A SHORT COURSE IN DATA SCIENCE USING PYTHON
SCHOOL FOR DATA SCIENCE AND COMPUTATIONAL THINKING AT STELLENBOSCH UNIVERSITY
Our world has undergone tremendous changes in the last few decades. Knowledge has become the cornerstone of our civilisation. We have embraced the use of data to gain that knowledge. This has been brought about by our ability to generate and capture vast amounts of data. Together with an explosion of data has come the ease of access to data and the ease of extracting knowledge from data.
Extracting knowledge from data was traditionally the task of statisticians and data analysts. Formal training in statistics was not for the masses. As data became abundant in so many fields, domain experts in these fields needed to learn how to analyse data. Their unique perspective, knowledge, and experience are invaluable in making sense of all the data in their fields.
Modern computers and software have led to the democratisation of analyses, understanding data, and the use of data. Expensive, closed-source software from large corporations only available to the elite have made way for free and open-source computer languages such as Python, R, and Julia. Any domain expert or interested party can now use data to contribute to the fundamental understanding of our world, solving problems today that would otherwise have taken decades more to solve.
Data Science is the umbrella term for this ability to gather, manipulate, analyse, visualise, and learn from data. There has never been a more exciting time.
se has one aim. To explain the essence of Data Science using the most popular and powerful tools available today. The journey is full of surprises and moments of enlightenment as you join the massive and ever-growing community of Data Scientist. The skills that you will become aware of during this course will open a new world.
Our vehicle will be the most popular language in Data Science. Python is an easy to learn, yet extremely powerful computer language. We will use cloud-based computing, negating the need to install any software one your own computer.
The course has been created to jump-start your Data Science skills. As such, it is very dense with information. I want you to have the best and most complete start to your new abilities. One week is not enough to learn all these new skills. As with learning a new spoken language, you will need time and experience well beyond just this week. I do, however, want to leave you with a clear path forward. A few toy examples will not satisfy you. Instead, this course aims to highlight everything that is possible. I do not want to leave you wanting. I want you to become an expert Data Scientist in your field.

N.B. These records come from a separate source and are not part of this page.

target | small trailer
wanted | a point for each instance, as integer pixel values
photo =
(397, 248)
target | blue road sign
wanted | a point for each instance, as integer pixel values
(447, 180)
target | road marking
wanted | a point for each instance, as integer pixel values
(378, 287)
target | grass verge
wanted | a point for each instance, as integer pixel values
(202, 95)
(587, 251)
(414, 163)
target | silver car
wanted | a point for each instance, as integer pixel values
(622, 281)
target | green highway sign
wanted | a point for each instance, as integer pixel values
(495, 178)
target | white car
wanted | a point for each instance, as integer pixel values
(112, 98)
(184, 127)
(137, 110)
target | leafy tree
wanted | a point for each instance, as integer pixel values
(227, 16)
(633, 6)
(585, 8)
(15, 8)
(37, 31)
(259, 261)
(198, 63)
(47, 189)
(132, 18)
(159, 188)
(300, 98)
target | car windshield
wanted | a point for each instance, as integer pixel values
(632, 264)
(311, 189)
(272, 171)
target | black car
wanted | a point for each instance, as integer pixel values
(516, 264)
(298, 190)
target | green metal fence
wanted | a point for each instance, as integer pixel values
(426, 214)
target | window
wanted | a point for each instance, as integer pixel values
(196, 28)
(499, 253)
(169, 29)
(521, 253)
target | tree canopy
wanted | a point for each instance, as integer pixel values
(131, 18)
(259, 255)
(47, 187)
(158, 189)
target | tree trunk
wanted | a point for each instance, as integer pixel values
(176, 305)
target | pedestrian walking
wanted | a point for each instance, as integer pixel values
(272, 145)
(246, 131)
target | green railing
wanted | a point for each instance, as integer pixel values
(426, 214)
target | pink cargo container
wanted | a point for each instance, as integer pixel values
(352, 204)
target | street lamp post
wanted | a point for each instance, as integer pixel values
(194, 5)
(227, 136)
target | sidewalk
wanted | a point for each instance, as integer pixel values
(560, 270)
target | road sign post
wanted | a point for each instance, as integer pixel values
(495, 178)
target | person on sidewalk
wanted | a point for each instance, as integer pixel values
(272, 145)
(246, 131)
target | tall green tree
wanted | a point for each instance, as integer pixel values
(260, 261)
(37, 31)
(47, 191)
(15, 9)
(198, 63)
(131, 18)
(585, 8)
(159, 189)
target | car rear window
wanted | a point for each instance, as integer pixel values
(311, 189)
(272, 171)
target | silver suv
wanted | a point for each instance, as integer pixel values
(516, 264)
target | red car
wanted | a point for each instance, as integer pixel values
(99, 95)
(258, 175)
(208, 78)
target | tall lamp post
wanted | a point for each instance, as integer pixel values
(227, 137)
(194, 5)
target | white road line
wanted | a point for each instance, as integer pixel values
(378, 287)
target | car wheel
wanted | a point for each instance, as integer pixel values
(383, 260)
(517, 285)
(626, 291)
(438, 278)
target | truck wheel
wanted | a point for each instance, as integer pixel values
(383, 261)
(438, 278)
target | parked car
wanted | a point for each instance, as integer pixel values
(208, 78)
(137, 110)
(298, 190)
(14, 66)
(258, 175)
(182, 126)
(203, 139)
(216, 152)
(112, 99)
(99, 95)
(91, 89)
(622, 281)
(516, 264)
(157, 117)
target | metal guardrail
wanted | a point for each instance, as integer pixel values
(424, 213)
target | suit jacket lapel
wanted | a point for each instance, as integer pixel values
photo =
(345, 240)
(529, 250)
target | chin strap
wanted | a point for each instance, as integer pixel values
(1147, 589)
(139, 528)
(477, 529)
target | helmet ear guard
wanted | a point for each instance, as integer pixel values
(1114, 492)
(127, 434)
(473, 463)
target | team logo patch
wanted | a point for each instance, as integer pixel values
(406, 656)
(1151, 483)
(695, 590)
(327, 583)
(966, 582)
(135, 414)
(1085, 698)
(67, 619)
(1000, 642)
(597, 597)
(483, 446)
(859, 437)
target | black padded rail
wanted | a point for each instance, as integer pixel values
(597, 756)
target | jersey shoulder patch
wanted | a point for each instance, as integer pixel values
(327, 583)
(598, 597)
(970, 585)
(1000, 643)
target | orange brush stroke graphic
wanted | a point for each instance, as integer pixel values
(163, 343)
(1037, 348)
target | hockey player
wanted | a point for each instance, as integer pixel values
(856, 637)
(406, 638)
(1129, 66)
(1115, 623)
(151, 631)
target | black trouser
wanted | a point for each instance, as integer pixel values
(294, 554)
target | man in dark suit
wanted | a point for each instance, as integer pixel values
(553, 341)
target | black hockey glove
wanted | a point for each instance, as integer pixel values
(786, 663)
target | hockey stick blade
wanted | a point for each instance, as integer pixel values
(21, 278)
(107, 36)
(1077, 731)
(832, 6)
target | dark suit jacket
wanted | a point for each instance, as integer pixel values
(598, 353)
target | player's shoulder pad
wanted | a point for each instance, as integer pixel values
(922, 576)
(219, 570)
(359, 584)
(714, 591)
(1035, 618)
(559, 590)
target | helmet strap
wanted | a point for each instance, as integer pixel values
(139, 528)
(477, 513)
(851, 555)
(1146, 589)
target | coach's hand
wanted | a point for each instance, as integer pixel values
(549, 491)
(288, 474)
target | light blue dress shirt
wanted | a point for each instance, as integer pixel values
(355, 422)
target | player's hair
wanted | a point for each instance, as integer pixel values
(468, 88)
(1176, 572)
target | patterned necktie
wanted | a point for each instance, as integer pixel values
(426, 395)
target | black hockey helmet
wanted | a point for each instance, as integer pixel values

There are several educational resources available for this course. First and foremost are a set of detailed video tutorial that serves as your first contact with the course. The video lectures make use of extensive notes and code. The code is available as Google Colab notebooks. The notebooks are also provided as reference documents in portable document format (PDF) for you to read. There are also sets of exercise materials that you complete before each day’s live session. During these sessions we work through the exercise material.
The School for Data Science and Computational Thinking wants to be your partner in the future, and we hope that you stay in touch after the course.
The course comprises 14 modules, which are described below. All the modules contain Google Colab notebook files. Modules 1, 3, 4, 5, 6, 7, 8, 9, 10, 13, and 14 contain video lectures and PDF notes. Modules 3, 4, 5, 6, 7, 9, 10, and 11 contain exercise notebook files that you should attempt to complete. They will form the basis of the live sessions. A set of solution files are also available that you can use if you get stuck. Try not to use them, though. In Python, there are many ways to solve a problem and you will learn more by discovering your own solutions.
Please watch the announcement video to learn more about the course: https://youtu.be/4TlOgImDF5A It contains instructions on how to set up a Google account that you will need to complete this course. It also documents how to download, unzip, and upload all the required files to your Google account.
The course contains educational material, exercise material, and live, online sessions. The educational material consists of video lectures and print documents (PDF format).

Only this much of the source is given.